Int : After the session I had chance to chat with Tim and Jim and Larry and first of all congratulate them on the success of the new album Seven
Tim : Yeah, it’ll be number one next week I think
Int : Yeah
Tim : Depending on who we sleep with next week
Int : Tell me about the producer you roped into this particular project
Jim : We’d gone through a list of trying to find a producer. Checking out people whose work we respected and who’d worked with bands we liked, done albums we liked.
Tim : Then we chose the one whose albums we didn’t like
Jim : For some strange reason, we chose to go with someone who’d done nothing we liked. All the people we wanted to work with were either busy or when we met them, it didn’t quite happen. And then somebody at the record company suggested Youth and we looked at the things he’d done and thought “No way, forget it, he’s like a bloody dance producer, not right for James” And this A+R man was like “Nah, nah, I tell ya, lads. Meet him, meet him”
Tim : Weak Cockney impression that is, by the way
Jim : Yeah, sorry about that.
Tim : Youth by the way isn’t a generic term for an age group. It’s an individual.
Int : Yes
Tim : We must explain this otherwise people at home will think “They wanted youth to produce their album, that’s a kind of weird concept. How they gonna manage that? Invite everybody in?”
Int : One at a time
Jim : So we met this chap basically, an ageing hippy called Youth and he came in with his open neck cheese-cloth shirt and sandals and his long straddly hair and beads. And a few other things as well that I won’t mention.
Tim : You can only be this rude to someone you love
Jim : And we hit it off for some strange reason. Probably because we’re a bunch of old hippies and all. And the things he was criticising on the stuff we’d done was right, same as ours and the things he was pointing out that were good were the same as ours and you can’t ignore that, regardless of the fact he’d done a few dodgy records
Tim : And had no taste in clothes. It was the size of his crystals that did it for me.
Jim : Enormous crystals. So we decided to go for it basically and moved into this studio in London called Olympic in a really good wooden room and Youth had already been there. I don’t know how long he’d been there, weeks probably, he’s got an encampment on the go there. And he’d filled the whole room and the production room with three-foot altar candles and there was no electric light used on the session. Rugs and drapes on the walls. Enormous flower displays, incense, oil wheels, lamps, you remember those dodgy oil lamps from the seventies, where the blob used to go up and down, he got one of them in and all. And a strobe for the fast songs. We all burst out laughing. He’s off his head, he’s off his head.

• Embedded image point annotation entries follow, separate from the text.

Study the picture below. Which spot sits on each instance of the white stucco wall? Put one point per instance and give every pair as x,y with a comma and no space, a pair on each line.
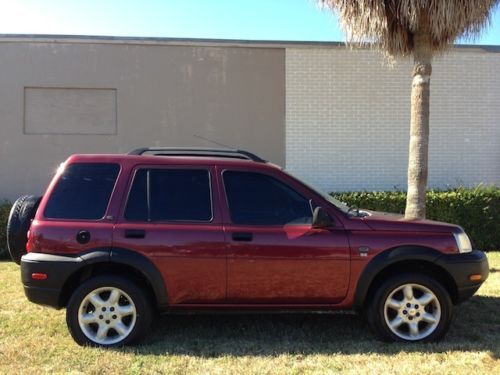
348,116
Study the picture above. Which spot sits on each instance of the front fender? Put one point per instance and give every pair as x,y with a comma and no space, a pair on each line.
386,259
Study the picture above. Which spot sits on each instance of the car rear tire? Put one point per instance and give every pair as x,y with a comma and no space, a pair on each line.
21,214
108,311
410,308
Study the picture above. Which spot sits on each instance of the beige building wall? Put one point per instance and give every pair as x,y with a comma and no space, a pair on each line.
339,118
347,118
59,97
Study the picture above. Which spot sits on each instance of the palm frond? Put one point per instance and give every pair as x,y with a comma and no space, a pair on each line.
391,24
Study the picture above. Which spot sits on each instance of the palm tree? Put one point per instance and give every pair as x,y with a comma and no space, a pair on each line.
418,28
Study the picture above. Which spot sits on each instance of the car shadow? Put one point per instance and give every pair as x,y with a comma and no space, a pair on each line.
475,328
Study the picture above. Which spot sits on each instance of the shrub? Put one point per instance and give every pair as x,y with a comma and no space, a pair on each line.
4,215
477,210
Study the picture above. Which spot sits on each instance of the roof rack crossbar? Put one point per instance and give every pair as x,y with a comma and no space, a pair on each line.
189,151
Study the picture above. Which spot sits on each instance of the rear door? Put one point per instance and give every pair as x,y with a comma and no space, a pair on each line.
275,256
172,217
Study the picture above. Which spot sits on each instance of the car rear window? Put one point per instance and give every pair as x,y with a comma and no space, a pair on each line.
82,192
170,195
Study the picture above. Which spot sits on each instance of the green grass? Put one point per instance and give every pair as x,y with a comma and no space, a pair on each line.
34,339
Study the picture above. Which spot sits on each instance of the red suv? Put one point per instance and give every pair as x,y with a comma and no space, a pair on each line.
117,238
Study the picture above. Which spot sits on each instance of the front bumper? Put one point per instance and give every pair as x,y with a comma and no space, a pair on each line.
461,267
58,269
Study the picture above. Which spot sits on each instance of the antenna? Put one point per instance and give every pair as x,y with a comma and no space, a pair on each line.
214,142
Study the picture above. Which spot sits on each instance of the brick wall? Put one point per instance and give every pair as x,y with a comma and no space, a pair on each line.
348,117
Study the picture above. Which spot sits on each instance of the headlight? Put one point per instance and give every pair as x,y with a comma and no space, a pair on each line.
463,242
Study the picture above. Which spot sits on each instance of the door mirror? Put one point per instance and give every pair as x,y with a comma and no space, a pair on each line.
321,219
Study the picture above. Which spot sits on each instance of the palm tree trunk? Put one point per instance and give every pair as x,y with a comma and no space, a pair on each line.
419,126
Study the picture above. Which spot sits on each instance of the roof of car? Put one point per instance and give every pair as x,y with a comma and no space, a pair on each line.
167,160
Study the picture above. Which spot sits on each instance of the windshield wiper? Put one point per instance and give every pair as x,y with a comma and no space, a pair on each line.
354,210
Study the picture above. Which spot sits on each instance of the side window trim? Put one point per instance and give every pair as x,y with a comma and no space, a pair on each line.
148,169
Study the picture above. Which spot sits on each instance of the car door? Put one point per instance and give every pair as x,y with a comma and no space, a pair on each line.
274,254
171,216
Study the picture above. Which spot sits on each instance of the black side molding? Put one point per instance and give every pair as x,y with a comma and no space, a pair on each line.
147,269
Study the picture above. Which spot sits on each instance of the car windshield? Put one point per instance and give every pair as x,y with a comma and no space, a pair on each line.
339,204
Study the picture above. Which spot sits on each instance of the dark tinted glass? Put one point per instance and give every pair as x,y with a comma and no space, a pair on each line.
82,192
137,204
174,195
258,199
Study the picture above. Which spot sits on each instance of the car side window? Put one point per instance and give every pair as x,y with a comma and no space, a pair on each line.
82,192
170,195
259,199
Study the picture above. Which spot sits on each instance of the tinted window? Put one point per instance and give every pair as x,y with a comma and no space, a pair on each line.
173,195
82,192
258,199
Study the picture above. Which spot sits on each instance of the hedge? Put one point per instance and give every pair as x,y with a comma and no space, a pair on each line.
477,210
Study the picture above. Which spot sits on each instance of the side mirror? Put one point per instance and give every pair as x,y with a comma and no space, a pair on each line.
321,219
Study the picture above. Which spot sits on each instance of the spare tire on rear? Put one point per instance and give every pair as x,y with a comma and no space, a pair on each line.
22,213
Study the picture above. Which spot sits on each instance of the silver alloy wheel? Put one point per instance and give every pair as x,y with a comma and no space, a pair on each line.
412,312
107,315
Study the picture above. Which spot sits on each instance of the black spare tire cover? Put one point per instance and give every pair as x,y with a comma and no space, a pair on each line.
21,214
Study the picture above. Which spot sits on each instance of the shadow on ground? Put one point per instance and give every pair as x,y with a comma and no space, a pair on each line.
476,327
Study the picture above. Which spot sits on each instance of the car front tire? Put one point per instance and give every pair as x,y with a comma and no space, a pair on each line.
108,311
410,308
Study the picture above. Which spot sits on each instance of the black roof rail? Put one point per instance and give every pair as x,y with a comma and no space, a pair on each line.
190,151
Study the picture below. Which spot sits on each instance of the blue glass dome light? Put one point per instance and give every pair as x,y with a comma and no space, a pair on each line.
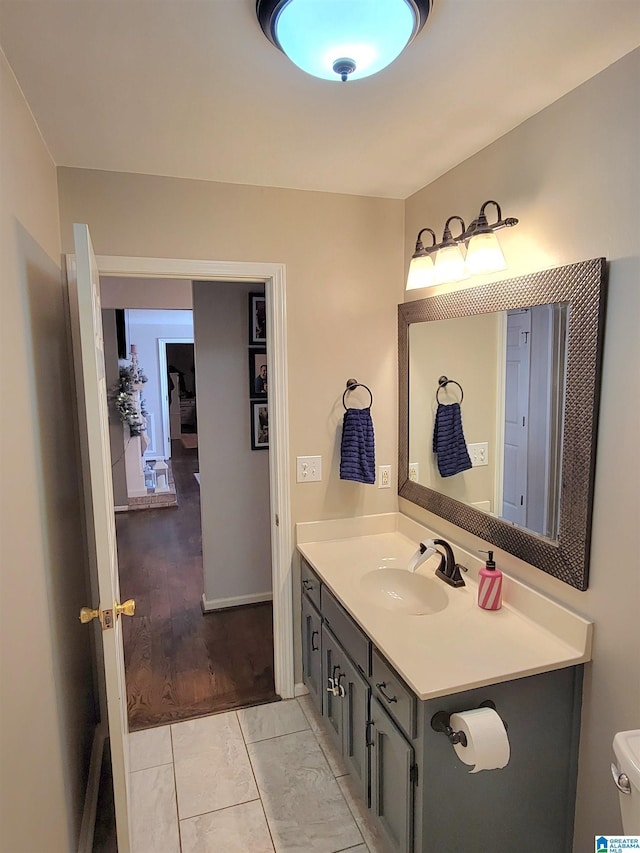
342,39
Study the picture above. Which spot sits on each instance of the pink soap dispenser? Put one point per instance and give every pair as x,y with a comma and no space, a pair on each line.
490,585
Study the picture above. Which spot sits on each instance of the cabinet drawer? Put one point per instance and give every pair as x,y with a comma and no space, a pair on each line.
309,582
394,695
354,641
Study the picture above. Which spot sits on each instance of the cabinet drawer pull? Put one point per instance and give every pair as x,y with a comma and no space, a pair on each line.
368,740
381,687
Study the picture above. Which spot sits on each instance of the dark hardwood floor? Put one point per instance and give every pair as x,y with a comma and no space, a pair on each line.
181,663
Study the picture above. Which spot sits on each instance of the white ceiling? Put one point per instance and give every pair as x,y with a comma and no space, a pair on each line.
193,89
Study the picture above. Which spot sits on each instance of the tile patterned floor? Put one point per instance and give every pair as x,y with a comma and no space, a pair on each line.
258,780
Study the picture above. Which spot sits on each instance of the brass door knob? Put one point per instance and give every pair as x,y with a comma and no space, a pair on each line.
87,614
127,608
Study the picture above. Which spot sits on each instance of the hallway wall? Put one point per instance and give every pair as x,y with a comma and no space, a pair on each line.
571,175
48,712
234,494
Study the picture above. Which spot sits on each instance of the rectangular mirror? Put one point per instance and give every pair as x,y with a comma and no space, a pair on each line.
522,357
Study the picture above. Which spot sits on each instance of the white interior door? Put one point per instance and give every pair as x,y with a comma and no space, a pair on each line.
86,320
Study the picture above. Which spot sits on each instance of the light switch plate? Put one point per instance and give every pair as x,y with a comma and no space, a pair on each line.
308,469
384,477
479,453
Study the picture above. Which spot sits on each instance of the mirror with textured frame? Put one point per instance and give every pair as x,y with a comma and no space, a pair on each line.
572,300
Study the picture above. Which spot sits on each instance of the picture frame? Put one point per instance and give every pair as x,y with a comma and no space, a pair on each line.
257,319
259,425
258,373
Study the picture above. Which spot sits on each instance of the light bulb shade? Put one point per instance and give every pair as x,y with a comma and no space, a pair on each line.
484,254
315,34
420,273
449,265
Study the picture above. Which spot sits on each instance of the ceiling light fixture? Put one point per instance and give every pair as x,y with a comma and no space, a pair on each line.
342,39
483,254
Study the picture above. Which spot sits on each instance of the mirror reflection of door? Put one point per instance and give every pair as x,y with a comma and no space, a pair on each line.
534,402
512,367
516,430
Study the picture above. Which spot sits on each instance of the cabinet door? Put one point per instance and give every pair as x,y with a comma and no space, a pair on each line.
332,665
355,713
311,652
392,779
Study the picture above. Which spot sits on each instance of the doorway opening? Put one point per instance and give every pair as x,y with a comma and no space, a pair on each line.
272,277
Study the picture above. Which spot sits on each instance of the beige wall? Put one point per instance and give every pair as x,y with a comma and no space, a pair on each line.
234,494
46,676
125,292
343,257
571,175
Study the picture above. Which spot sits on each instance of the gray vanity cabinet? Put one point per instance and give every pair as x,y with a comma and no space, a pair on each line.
393,776
312,652
423,797
346,709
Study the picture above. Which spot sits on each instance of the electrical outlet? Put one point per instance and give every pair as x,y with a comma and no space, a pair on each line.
308,469
479,453
384,477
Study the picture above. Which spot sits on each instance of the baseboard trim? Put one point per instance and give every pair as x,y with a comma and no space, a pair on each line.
87,827
210,604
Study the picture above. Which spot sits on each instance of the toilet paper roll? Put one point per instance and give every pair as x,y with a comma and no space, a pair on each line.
487,742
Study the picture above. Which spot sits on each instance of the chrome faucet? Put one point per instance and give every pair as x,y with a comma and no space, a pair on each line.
448,570
426,550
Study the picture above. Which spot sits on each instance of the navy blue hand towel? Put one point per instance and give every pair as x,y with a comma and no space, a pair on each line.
357,451
448,441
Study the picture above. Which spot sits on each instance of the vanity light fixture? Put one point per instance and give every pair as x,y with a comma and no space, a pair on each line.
483,253
449,265
421,270
483,249
342,39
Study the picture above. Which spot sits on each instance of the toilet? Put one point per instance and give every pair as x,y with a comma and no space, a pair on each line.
626,775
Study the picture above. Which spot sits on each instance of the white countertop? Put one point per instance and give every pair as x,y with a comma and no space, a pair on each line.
460,647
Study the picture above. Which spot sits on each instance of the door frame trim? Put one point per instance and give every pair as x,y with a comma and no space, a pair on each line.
274,279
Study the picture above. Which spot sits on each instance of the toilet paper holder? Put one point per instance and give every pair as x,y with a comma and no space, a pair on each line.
440,722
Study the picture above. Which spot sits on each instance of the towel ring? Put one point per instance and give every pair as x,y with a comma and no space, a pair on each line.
352,384
443,382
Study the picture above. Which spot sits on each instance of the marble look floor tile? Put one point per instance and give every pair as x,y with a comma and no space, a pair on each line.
302,801
272,720
211,765
238,829
154,818
371,833
326,744
150,748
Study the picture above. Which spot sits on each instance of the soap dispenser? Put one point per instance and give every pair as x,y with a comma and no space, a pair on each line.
490,585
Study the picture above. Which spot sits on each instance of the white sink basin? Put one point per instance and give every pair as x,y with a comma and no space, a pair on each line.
404,591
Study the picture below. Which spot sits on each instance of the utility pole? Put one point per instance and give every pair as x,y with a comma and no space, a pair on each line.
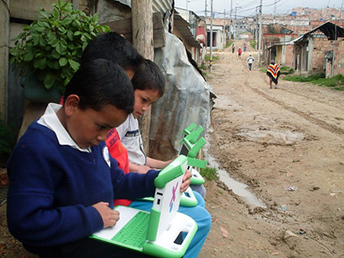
211,37
205,11
260,32
230,17
142,31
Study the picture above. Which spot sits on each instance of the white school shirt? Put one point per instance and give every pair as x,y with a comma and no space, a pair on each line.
131,139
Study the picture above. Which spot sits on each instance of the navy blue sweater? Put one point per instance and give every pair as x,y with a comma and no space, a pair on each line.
53,187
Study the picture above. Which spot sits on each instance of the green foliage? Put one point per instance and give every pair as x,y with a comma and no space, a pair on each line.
253,43
286,70
229,44
7,138
298,78
209,173
52,46
336,82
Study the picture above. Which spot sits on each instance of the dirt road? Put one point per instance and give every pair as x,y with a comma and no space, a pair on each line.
291,138
287,145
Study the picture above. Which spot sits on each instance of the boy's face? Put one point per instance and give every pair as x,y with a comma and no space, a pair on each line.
89,127
143,99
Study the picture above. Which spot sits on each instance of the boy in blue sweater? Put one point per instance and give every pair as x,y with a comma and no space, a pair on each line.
62,178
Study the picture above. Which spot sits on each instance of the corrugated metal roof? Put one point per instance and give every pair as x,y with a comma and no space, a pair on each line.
331,30
184,29
162,6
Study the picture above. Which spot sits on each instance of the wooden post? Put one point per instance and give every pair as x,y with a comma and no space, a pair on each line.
4,55
142,22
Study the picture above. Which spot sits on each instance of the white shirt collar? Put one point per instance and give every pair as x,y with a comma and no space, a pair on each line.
50,120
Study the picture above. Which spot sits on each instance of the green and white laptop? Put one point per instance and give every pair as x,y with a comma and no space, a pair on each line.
190,146
155,233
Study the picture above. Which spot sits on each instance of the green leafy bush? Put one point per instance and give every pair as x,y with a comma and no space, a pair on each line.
209,173
7,138
51,47
286,70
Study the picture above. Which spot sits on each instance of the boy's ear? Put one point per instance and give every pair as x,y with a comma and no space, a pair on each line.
71,104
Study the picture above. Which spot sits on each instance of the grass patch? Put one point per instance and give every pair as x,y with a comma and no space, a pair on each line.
229,43
209,173
336,82
207,58
253,43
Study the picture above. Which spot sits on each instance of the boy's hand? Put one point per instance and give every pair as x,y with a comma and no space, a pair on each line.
109,216
186,181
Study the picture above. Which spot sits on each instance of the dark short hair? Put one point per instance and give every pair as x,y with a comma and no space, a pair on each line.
99,83
148,76
112,46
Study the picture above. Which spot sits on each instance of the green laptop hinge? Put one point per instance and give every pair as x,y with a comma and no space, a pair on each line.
153,225
188,129
194,135
170,172
196,148
197,162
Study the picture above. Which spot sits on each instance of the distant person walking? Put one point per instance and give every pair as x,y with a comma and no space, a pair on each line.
273,72
239,52
250,61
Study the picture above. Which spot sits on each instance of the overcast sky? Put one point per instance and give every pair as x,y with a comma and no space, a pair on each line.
249,7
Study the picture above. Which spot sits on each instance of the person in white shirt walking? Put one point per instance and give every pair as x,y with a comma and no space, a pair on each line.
250,61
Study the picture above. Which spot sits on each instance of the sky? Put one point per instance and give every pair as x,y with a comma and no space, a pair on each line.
244,8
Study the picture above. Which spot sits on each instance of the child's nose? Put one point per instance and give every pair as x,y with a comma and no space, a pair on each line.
101,137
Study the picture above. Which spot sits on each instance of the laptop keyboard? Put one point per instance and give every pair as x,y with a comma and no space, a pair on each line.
134,233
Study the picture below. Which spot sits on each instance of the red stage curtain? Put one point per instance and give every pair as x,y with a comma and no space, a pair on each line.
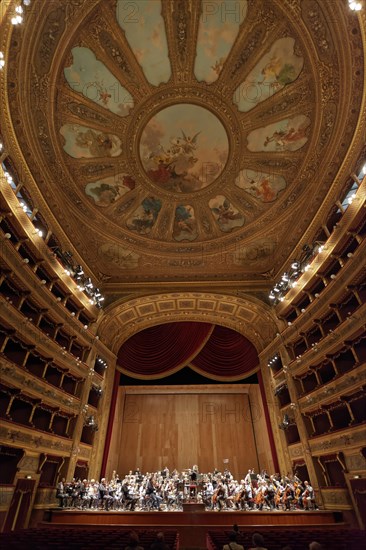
162,349
227,354
214,351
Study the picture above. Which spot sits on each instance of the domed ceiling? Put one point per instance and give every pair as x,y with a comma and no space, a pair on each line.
184,139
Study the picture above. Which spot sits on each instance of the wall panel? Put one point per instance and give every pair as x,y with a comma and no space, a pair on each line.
181,429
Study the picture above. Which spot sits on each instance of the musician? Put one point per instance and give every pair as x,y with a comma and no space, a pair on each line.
220,495
61,493
233,545
129,498
248,477
308,497
152,494
248,496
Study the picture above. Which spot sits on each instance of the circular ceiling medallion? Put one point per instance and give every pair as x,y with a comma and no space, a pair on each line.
184,148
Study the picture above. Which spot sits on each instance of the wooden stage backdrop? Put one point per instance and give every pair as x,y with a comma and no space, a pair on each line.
178,426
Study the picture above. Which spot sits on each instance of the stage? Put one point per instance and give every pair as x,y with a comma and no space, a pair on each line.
193,524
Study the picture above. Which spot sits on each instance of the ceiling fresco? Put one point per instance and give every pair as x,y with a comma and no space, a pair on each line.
184,148
179,139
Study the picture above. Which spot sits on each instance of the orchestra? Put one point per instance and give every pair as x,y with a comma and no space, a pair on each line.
168,491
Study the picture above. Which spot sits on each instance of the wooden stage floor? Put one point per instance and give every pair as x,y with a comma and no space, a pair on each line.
193,524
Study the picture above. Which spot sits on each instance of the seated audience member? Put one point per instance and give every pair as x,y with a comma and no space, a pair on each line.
233,545
133,542
159,543
257,542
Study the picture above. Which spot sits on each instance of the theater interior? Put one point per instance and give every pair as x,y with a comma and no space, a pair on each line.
166,302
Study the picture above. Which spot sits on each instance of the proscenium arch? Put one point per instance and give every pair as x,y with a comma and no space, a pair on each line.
246,315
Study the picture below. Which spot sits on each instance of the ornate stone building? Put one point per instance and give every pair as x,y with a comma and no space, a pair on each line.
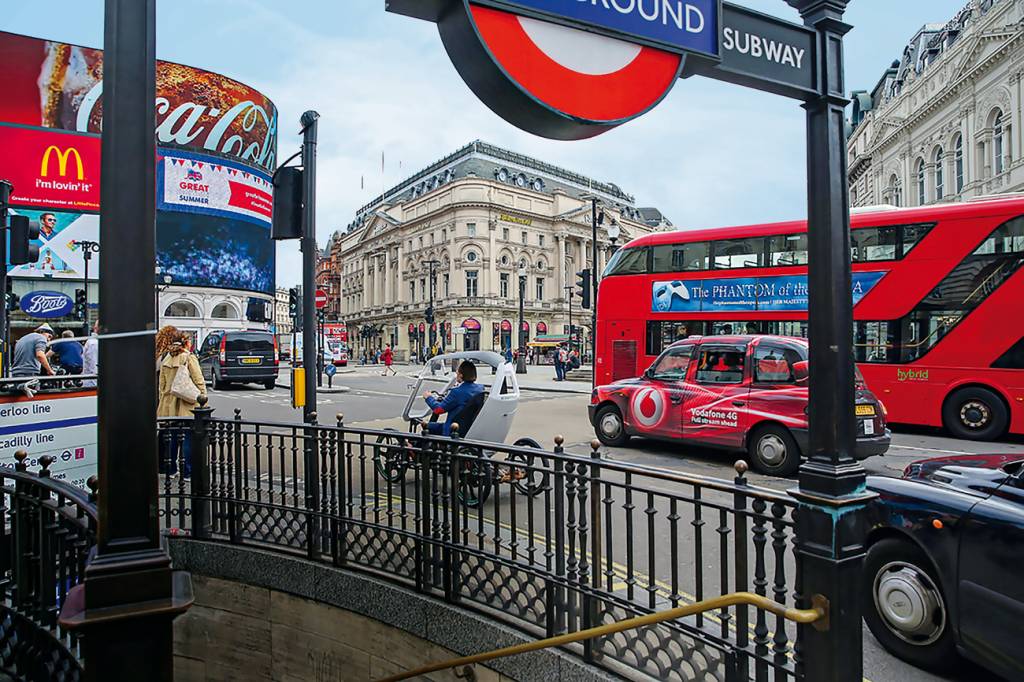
944,121
468,227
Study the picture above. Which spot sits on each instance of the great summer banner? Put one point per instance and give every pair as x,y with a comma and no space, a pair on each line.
788,292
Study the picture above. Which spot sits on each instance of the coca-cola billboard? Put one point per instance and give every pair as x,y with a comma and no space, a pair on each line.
57,85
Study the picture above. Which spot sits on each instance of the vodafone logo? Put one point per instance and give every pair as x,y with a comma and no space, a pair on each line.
647,407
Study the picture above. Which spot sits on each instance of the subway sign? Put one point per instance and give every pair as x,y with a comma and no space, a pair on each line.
574,69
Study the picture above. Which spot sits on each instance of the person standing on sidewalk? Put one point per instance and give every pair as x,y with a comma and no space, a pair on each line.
388,358
173,403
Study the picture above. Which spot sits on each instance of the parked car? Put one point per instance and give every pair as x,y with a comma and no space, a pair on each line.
736,392
942,574
240,356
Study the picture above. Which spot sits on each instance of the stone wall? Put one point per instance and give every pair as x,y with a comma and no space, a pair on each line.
240,632
267,615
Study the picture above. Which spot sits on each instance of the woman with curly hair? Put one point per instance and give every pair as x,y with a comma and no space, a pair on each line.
166,336
176,355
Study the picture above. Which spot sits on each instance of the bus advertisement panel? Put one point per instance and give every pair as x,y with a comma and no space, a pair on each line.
938,335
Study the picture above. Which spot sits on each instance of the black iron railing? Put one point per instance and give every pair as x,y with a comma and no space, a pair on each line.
47,533
547,541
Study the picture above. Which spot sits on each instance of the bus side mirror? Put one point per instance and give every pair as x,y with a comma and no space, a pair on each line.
801,373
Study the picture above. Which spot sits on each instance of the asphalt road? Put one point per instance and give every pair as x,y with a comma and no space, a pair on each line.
373,398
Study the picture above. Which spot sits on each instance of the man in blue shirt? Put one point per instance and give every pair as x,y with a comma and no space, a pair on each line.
69,352
455,400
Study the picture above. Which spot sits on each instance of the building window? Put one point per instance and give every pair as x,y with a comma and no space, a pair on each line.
997,142
224,311
958,162
895,190
183,309
921,182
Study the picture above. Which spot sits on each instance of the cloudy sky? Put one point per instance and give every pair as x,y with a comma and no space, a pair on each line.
710,155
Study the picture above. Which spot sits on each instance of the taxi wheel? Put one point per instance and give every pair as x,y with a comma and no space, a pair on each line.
773,451
609,426
975,413
904,606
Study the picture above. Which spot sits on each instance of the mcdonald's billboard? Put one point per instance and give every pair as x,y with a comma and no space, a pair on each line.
54,170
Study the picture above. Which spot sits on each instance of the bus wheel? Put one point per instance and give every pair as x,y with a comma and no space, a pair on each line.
609,426
974,413
773,451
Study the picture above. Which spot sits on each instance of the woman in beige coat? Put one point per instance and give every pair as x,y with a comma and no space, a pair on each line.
178,354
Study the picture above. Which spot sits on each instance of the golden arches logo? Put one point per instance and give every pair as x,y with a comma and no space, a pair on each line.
62,157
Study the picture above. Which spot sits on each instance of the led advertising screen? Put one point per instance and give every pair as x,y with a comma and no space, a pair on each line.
59,252
210,251
56,85
215,139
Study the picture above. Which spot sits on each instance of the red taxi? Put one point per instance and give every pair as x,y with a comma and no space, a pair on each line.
736,392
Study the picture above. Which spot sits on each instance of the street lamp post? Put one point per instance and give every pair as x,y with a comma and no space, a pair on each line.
568,298
87,250
520,365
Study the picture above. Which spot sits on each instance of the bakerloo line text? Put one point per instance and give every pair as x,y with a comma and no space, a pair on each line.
669,12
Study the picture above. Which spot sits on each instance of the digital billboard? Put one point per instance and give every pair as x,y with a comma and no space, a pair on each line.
215,139
56,85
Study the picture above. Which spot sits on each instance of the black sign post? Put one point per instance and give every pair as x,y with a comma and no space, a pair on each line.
803,62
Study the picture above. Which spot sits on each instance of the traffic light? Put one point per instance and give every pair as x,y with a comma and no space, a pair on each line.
23,232
80,303
583,287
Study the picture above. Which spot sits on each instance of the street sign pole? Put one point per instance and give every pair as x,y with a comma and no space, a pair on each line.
830,521
308,245
130,594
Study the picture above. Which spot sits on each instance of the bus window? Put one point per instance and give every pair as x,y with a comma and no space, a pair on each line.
732,254
680,257
871,244
628,261
787,250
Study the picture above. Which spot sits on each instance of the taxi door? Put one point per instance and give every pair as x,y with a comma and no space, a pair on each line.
655,407
715,410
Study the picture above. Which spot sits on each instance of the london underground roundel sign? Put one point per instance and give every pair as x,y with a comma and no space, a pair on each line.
570,69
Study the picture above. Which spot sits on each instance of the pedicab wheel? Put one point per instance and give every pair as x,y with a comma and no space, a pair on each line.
528,481
391,456
476,474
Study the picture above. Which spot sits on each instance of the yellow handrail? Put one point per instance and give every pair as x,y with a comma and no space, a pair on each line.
817,614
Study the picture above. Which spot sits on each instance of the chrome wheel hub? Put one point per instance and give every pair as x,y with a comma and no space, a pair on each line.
611,425
909,603
771,450
975,414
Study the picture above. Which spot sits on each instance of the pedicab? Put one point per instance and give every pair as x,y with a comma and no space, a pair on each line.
486,418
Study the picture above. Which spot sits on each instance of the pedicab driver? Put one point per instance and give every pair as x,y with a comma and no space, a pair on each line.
456,398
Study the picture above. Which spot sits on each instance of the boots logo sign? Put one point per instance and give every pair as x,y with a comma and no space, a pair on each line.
574,69
61,170
46,304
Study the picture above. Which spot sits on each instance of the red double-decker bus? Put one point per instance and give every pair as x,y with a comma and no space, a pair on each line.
938,293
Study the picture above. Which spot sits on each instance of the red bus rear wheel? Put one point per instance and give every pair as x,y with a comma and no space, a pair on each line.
975,413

Tim : And he convinced us we’d fallen into a time grip and were back in the 1960s and it worked. You can hear it on the LP.
Int : It must be a cliche now. But the last year, the last eighteen months, have been pretty amazing for the band really. I mean it seems like it’s all gone right.
Tim : After having gone wrong for eight years. Yeah, in terms of success, it’s been busy. That’s probably the best way to put it. It’s been really good. We’ve enjoyed it and the bank manager enjoys it too. We kind of had seven lean years where we were very happy with our music and nobody else seemed to be. Except live, we always had a good live audience for about four to five years and that’s how we built up our reputation in England. And then yeah, the last couple of years we’ve suddenly had a major breakthrough. Suddenly, it’s like overkill. And from not playing our songs on the radio at all for the first seven or eight years, now you can’t walk down the street without hearing the damn things.
Int : Doesn’t that make you a bit cynical when it’s like “Oh you like us now then” this sort…
Tim : No, no, everything has its time and we never had the business side together like we have now. We had the musical side together, we feel, for quite a long time, but we didn’t find a record company that shared our vision. And so it just needed all those components to fall into place. So I don’t really feel cynical. It’s just like we like to remind people of our pedigree.
Jim : The extreme of the changearound, the turnaround, we’ve found quite funny. From being nothing to suddenly every time you put on the radio or every time you’ve got on the TV.